OziShield Privacy & Data Protection Policy 

Effective Date: November 2025
Last Updated: November 2025

OziShield — A product by Ozinexus Technologies — helps users identify and report online scams, phishing links, and suspicious messages.
Your safety and privacy are our top priorities.

1. What We Collect

We collect only the minimum data required to run a scan and improve security.

Data Type Purpose Retention
Link or message content you submit To analyse for phishing, malware, or scam patterns Automatically deleted after scanning
Screenshot (optional) Used only for text extraction via OCR (processed client-side when possible) Not stored or retained on our servers
Scan metadata (e.g. timestamp, hashed IP, country) To monitor service usage and prevent abuse Retained ≤ 90 days, then anonymised

2. What We Never Collect or Store

  • Personal emails, names, or login credentials
  • Full IP addresses (unless hashing disabled by admin)
  • Payment details or tracking cookies
  •  Any data for advertising or profiling

3. How We Use Your Data

  • To generate a temporary scan result card and overall statistics
  • To improve our detection algorithms (anonymised only)
  • To help authorities identify emerging threat trends (aggregated form only)

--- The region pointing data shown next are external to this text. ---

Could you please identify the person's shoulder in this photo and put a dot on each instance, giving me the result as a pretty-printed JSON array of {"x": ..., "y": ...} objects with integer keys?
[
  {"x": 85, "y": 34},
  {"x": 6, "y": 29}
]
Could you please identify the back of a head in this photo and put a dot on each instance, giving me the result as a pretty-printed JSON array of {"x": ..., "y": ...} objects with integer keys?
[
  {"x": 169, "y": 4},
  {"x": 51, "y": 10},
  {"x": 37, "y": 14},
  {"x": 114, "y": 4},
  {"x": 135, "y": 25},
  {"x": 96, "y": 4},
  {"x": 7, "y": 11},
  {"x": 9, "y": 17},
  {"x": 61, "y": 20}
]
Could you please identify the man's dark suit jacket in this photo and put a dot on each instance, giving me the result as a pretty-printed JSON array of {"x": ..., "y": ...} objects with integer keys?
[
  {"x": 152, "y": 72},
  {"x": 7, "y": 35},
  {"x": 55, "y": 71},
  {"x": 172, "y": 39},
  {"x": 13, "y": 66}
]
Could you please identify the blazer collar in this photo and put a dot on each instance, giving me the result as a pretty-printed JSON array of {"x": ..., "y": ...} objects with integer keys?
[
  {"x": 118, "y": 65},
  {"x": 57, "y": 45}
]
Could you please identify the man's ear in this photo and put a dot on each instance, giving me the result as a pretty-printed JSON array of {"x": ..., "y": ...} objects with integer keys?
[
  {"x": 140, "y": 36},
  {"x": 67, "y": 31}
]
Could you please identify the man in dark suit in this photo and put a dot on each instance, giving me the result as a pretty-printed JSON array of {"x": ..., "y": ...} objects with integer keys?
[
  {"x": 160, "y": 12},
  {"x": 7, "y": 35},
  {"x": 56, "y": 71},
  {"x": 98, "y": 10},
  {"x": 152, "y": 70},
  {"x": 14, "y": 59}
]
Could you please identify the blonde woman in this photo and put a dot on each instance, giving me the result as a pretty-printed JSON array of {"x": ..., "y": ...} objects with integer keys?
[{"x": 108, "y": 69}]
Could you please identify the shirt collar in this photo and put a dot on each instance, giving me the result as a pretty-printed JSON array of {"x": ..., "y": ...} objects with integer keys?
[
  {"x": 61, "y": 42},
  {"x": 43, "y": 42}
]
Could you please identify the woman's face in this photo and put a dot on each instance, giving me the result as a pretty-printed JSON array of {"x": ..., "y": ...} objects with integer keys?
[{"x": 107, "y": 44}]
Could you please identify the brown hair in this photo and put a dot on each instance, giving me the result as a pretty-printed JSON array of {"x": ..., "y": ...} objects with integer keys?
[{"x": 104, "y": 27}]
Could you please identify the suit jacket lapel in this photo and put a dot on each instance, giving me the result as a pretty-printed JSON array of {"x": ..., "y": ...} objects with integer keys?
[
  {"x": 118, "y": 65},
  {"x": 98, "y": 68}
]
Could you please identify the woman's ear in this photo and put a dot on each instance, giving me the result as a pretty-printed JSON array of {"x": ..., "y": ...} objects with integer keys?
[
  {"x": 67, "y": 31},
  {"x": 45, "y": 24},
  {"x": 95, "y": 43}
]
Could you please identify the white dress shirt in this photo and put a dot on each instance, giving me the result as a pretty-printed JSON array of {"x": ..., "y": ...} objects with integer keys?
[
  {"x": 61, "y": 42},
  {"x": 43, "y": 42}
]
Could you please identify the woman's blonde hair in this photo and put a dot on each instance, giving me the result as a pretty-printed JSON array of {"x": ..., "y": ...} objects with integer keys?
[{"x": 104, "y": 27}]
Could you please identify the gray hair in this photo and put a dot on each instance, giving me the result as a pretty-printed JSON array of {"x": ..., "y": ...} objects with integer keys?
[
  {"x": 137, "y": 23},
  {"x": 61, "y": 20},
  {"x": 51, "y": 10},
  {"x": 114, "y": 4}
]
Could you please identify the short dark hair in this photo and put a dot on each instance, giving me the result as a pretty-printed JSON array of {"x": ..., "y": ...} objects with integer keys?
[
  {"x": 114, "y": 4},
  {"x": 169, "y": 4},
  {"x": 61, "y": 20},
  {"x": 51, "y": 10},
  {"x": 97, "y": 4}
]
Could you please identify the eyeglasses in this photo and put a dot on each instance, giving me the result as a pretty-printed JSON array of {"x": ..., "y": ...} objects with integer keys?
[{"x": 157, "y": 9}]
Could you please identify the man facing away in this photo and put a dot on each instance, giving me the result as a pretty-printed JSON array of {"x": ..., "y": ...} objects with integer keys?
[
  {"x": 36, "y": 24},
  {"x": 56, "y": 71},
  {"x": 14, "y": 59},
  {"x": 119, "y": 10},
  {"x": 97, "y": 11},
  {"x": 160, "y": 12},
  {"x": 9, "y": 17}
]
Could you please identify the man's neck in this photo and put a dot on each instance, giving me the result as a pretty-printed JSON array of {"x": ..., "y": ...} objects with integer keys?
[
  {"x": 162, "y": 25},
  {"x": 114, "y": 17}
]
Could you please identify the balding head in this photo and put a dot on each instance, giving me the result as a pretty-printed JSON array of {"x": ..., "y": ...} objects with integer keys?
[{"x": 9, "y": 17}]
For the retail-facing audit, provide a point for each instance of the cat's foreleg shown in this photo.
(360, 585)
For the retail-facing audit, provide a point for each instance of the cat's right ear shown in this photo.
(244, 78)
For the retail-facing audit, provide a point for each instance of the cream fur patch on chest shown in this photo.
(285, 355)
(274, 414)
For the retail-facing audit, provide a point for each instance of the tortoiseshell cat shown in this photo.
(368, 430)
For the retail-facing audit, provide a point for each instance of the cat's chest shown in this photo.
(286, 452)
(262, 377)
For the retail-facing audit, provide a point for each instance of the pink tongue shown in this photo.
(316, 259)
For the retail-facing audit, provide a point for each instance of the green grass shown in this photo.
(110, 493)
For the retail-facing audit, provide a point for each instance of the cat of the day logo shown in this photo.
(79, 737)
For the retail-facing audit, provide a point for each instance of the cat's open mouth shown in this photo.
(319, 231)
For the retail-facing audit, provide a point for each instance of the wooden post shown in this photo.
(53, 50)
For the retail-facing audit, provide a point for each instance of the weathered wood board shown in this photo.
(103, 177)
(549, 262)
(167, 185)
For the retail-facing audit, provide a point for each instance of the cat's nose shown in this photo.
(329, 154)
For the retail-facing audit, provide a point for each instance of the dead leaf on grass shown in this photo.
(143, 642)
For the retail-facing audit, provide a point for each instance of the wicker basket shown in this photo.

We do not share raw scan inputs with any third party.

4. Security & Encryption

  • All connections use HTTPS + HSTS with TLS 1.3 encryption.
  • Data in transit and storage is AES-256 encrypted.
  • All system credentials and security tokens are encrypted and stored using industry-standard best practices.
  • Access is restricted to authorised Ozinexus staff only (using least-privilege principle).

5. User Rights & Control

You can:

  • Request anonymised scan logs linked to your session.
  • Request permanent deletion of any stored record.
  • Opt out of analytics (we respect Do Not Track).

To request, email privacy@ozishield.com.au.

6. Third-Party Services & APIs

OziShield integrates only with trusted providers:

  • Google Safe Browsing (for phishing database lookups)
  • WhoisXML (for domain age verification)

These APIs receive only the URL being scanned — never your personal information.

7. Compliance & Jurisdiction

We comply with:

  • Australian Privacy Principles (APPs)
  • GDPR (Article 6 & 17) for EU users
  • Consumer Data Right (CDR) guidelines for transparency

All data is processed in Sydney, Australia, with failover servers in Singapore.

8. Contact Us

OziShield Privacy Team
Ozinexus Technologies Pty Ltd
Sydney, NSW – Australia
📧 privacy@ozishield.com.au

We review this policy every 90 days to keep it accurate and compliant.

9. In Plain English Summary

We don’t track you.
We don’t sell data.
We only check for scams — safely, anonymously, and ethically.